Applications of Data Mining in The Banking Sector
Applications of Data Mining in The Banking Sector
Applications of Data Mining in The Banking Sector
Abstract
In todays globalization and cut throat competition the banks are struggling to gain a
competitive edge over each other. Apart from execution of business processes, the creation of
knowledge base and its utilization for the benefit of the bank is becoming a strategy tool to
compete. In recent years the ability to generate, capture and store data has increased
enormously. The information contained in this data can be very important. The wide
availability of huge amounts of data and the need for transforming such data into knowledge
encourage IT industry to use data mining. The banking industry around the world has
undergone a tremendous change in the way business is conducted. The banking industry has
started realizing the need of the techniques like data mining which can help them to compete
in the market. Leading banks are using Data Mining (DM) tools for customer segmentation
and profitability, credit scoring and approval, predicting payment default, marketing,
detecting fraudulent transactions, etc.

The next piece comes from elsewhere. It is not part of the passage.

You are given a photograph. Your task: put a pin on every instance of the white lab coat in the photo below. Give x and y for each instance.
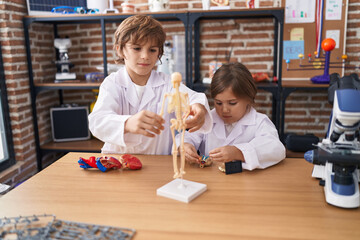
(254, 134)
(118, 100)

This paper provides an overview of the concept of DM
and highlights the applications of data mining to enhance the performance of some of the
core business processes in banking industry.
1. Introduction
Technological innovations have aided the banking industry to open up proficient delivery
channels.
IT has helped the banking industry to deal with the challenges the new economy poses.
Nowadays, Banks have realized that customer relationships are a very important factor for
their success. Customer relationship management (CRM) is a strategy that can help them to
build long-term associations with their customers and increase their revenues and profits.

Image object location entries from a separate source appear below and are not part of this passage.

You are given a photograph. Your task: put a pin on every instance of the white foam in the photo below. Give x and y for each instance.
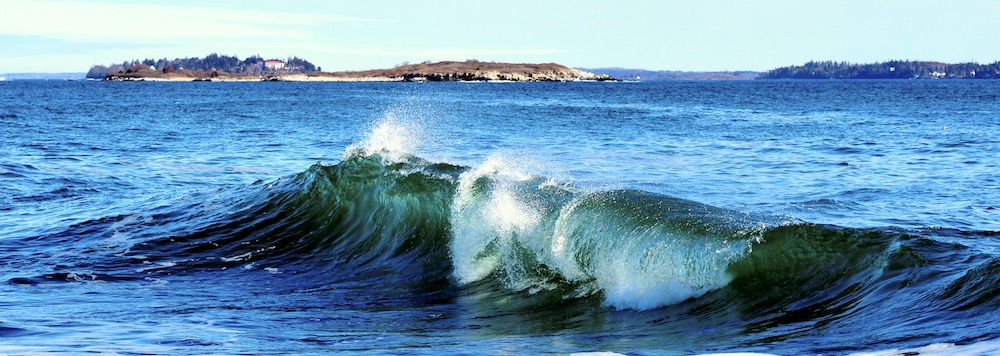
(989, 347)
(392, 137)
(493, 217)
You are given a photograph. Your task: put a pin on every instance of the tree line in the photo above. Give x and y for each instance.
(896, 69)
(253, 65)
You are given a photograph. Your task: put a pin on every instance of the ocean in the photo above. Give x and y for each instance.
(681, 217)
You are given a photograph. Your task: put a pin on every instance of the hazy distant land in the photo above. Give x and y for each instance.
(256, 68)
(886, 70)
(216, 67)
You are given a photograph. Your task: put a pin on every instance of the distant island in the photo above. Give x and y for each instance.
(886, 70)
(229, 68)
(655, 75)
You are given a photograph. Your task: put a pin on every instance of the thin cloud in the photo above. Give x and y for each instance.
(99, 21)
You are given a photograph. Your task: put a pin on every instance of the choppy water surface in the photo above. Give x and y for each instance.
(780, 217)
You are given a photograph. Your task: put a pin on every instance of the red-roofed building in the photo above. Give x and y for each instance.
(274, 65)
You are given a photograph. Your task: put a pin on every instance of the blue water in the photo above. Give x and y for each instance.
(786, 217)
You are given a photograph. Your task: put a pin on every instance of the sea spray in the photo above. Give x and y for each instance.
(639, 250)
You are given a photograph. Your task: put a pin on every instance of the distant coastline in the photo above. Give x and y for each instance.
(231, 69)
(896, 69)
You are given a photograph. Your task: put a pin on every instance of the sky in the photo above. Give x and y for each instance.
(706, 35)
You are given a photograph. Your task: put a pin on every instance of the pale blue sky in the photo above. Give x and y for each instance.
(70, 36)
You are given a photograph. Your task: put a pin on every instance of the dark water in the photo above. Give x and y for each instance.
(829, 217)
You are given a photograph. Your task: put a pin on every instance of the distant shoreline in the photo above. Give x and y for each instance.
(469, 71)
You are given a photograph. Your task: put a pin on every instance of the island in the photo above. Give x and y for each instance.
(896, 69)
(230, 68)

CRM in the banking sector has a great significance. The CRM focus is shifting from
customer acquisition to customer retention and ensuring the appropriate amounts of time,
money and managerial resources are directed at both of these key tasks. The challenge the
bank face is how to retain the most profitable customers and how to do that at the lowest cost.
At the same time, they need to find and implement this solution quickly and the solution to be
flexible. Traditional methods of data analysis have long been used to detect fraud. They
require difficult and time-consuming investigations that deal with different realms of
knowledge like financial, economics, business practices and law. Fraud instances can be
similar in content and appearance but usually are not identical. In developing countries like
India, Bankers face more problems with the fraudsters.
2. Literature Review
Data Mining is the process of extracting hidden, unknown, valid and actionable information
from large databases and then using this information to make crucial business decisions.

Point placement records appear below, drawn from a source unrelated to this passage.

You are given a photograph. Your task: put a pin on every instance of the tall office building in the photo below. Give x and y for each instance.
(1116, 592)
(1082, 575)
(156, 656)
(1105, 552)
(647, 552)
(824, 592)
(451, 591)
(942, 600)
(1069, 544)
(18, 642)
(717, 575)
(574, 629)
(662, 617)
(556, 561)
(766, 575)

Previously unknown means quantities that are not hypothesized in advance, valid means if a
large collection of data is scrutinized; patterns are not there may be found, Actionable means
Action that must be translated into some business advantage (Han et al., 2011). Data mining
is the application of statistical and machine-learning techniques for extracting interesting
patterns from raw data (Hsu et al., 2012). Data Mining referred as knowledge mining from
data or knowledge extraction or data/pattern analysis or data archaeology or data dredging. It
turns a large collection of data into knowledge (Liao et al., 2012). With the mounting growth
of data in every application, data mining meets the valuable and efficient requirements for
effective, scalable and flexible data analysis. Data Mining is the process of identifying and
discovering the interesting patterns from massive amount of data (Mabroukeh and Ezeife,
2010). Data Mining can be conducted on any kind of data as long as the data are meaningful
for a target application. Data Mining can be considered as a natural evaluation of information
technology and a confluence of several related disciplines and application domains. (Blake
and Mangiameli, 2011)
Vivek Bhambhri in his paper Application of Data Mining in Banking Sector said that Data
Mining techniques can be of immense help to the banks and financial institutions in this
arena for better targeting and acquiring new customers, fraud detection in real time,
providing segment based products for better targeting the customers, analysis of the
customers purchase patterns over time for better retention and relationship, detection of
emerging trends to take proactive approach in a highly competitive market adding a lot more
value to existing products and services and launching of new product and service bundles.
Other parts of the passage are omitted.